Videomaker – Learn video production and editing, camera reviews › Forums › Technique › Editing › 720p30 vs. 720p60
WHat are the advantages/disadvantages of each format? If 720p60 has twice the frame rape of 720p30, why would anyone shoot with the latter?
i personally feel 720p60 looks “too good.” You don’t see much (if any) motion blur. I would only use 720p60 to shoot slow-mo.
Also, 720p60 will take up more hard drive space.
“I personally feel 720p60 looks “too good.”
Kinda reminds me of the old ‘film vs video’ argument. I think 720 @ 60p looks awesome. However few NLE’s will give you a full 60p framerate on your timeline. 30p is the standard. Rob is right on both accounts of it’s great for footage intended for slow-motion sequences and it does take up more space in the hard drive. 720 @ 30p looks pretty good too as it has a ‘smooth’ look to it as well and looks great on the web and dvd.
Which one to use? Depends on what look you’re trying to get. 60p gives a much more ‘television look’ without the funky interlacing (too bad they don’t seem to be interested in creating 1080 @ 60p!) 30p is just 6 frames faster than 24p so it has a ‘filmic’ look though if you know what to look for, you can spot the diff right off. Also, it depends on what the client wants. More often than not, your client (unless they are knowledgeable of framerates) will barely be able to tell the difference if at all.

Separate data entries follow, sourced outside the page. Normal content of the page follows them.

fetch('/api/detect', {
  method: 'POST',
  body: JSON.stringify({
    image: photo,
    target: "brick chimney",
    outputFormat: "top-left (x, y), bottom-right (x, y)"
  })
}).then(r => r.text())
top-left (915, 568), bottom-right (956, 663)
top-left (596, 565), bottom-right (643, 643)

Current ‘wisdom’ is; 60p for sports and slo-mo footage, 30p for everything else, 24p for ‘cinema’ style. Choose your flavor.
Rob and Composite… Great posts answering the question in simple terms.
The issue with 1080p and 1080i for broadcast television appears to be the bandwidth needed for the progressive scanning.
“The issue with 1080p and 1080i for broadcast television appears to be the bandwidth needed for the progressive scanning.”
There’s that and there’s infrastructure already in place to handle Interlaced Video.